Банальная, тысячи раз повторенная и прожитая разными людьми история. Драган вскоре уехал в родной поселок, потом встретил Сару и позабыл про Манджолу. Опозоренная, с разбитым сердцем, под которым шевелился внебрачный младенец, Манджола вернулась домой – отец привез ее, хотя она не хотела возвращаться.

Произведя на свет ребенка, который перестал дышать через десять минут после появления на свет, Манджола умерла, и лишь перед лицом смерти призналась, кто его отец.

– Надо быть полным кретином, чтобы связаться с албанкой, да еще и поступить с ней так, как Драган, – говорил Йован, сидя на кухне Сары. – Пятидесятые на исходе, а у этих дикарей до сих пор в ходу джакмарья – кровная месть. Отец и братья Манджолы винили Драгана в смерти девушки и ребенка, к тому же он еще и совратил ее. Они, говорят, всех родственников вырезают, но мать Драгана уже умерла, а ты не кровная родня. Были бы у вас дети… – Он осекся. – Забыть, простить у албанцев считается позором. Это самое страшное бесчестье и неуважение к памяти умершего.

– Мой муж – подлец, – мертвым голосом проговорила Сара. – Бросил женщину, которая носила его ребенка.

– Не надо так… Он поступил безрассудно, но он хороший человек. Это была ошибка…
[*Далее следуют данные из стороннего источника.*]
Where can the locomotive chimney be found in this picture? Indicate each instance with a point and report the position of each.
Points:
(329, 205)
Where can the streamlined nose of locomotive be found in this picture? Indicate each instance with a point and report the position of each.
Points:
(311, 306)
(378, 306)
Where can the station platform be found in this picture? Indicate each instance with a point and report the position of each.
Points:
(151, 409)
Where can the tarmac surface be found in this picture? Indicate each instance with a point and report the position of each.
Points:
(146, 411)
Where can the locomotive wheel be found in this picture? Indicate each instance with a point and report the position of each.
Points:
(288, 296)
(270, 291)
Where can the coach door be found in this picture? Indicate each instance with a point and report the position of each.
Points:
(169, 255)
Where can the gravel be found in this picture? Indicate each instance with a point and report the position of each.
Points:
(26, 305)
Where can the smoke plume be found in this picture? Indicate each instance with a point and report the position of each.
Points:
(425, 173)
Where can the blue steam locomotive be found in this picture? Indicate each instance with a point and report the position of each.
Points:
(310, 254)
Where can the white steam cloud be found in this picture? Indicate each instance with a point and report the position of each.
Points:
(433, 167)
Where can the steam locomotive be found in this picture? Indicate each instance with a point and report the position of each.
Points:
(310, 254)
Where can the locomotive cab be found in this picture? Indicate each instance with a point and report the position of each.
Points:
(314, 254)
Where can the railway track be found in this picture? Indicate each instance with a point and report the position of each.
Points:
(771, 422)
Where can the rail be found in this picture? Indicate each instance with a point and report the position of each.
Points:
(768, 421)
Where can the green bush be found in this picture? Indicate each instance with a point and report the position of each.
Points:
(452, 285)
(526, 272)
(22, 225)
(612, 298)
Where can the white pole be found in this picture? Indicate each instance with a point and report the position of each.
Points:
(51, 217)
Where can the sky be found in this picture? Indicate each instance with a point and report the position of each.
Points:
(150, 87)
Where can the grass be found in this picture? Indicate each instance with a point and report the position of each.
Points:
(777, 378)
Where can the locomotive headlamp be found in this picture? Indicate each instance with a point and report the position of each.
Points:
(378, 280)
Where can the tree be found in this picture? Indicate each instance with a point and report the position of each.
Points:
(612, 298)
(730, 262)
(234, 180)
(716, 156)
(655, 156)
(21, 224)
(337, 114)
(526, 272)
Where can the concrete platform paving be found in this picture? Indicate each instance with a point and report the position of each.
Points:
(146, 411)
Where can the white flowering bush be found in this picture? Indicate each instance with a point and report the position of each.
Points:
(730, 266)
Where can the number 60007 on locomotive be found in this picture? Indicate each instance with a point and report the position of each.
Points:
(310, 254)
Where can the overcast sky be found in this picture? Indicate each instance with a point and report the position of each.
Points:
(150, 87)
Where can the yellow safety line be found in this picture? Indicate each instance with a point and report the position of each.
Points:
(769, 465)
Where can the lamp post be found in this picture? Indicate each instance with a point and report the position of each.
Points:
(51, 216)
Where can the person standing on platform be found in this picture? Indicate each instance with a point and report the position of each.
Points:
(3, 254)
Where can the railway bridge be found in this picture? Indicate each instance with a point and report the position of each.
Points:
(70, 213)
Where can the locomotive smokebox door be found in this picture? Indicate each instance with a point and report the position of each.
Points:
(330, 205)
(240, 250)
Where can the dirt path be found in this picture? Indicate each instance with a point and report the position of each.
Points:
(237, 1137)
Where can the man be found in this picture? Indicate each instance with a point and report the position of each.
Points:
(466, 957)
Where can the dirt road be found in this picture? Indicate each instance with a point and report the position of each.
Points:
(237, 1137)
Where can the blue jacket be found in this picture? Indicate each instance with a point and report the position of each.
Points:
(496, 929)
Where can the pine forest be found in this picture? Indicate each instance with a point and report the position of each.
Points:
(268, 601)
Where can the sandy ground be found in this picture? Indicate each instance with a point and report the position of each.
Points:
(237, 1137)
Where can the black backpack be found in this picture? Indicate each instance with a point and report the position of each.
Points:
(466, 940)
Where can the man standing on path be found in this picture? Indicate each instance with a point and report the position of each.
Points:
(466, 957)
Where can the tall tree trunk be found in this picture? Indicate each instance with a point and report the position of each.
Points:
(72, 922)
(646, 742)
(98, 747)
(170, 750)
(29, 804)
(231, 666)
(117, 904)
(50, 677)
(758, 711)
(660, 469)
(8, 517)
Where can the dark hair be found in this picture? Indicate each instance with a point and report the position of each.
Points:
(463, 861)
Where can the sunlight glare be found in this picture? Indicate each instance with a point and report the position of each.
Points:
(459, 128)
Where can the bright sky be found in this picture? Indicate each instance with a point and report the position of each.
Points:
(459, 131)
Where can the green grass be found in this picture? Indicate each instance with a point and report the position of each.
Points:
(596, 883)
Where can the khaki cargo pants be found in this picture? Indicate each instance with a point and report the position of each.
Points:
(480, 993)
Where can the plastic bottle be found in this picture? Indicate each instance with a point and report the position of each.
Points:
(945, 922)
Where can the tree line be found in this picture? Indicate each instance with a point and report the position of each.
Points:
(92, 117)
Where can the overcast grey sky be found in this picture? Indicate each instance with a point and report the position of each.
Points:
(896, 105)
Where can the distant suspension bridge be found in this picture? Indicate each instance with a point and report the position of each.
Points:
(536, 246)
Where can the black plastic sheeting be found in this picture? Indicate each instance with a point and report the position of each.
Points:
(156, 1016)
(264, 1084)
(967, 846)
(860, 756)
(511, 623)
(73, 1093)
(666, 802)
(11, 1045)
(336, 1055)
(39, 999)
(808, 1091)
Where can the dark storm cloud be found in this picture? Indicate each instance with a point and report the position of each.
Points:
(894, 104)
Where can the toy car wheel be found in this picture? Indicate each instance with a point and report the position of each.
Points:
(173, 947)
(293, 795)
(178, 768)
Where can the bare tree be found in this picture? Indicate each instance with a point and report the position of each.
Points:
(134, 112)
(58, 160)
– Ошибка, – эхом откликнулась Сара.

– Мать Драгана тоже со временем узнала про Манджолу, он ей рассказал, хотя и не сразу. Не смог промолчать, они были очень близки. – Йован виновато посмотрел на Сару. – Боялась она за него. Считала, что ему не нужно было жениться, да еще и возвращаться сюда, где его могли рано или поздно найти. – Он тяжело вздохнул. – Я услышал от людей, что в соседнем поселке появились албанцы, сразу понял, что к чему, и побежал к вам, думал, Драган отсидится где-нибудь, но, видишь, не вышло… Как мать костерила его за глупость! Плакала, уговаривала уехать подальше. Но он не слушал.

«Вот почему свекровь так относилась ко мне, – думала Сара. – Ей повезло: она умерла раньше, чем все это случилось».

Скорбь в ее сердце смешалась с гневом и отвращением. Человек, которого она считала лучшим из мужчин, оказался способным обмануть доверившегося, растоптать чувства другого человека. Она винила его в своем одиночестве, в том, что потеряла счастье, не успев толком обрести его, в том, как косо смотрели на нее соседи.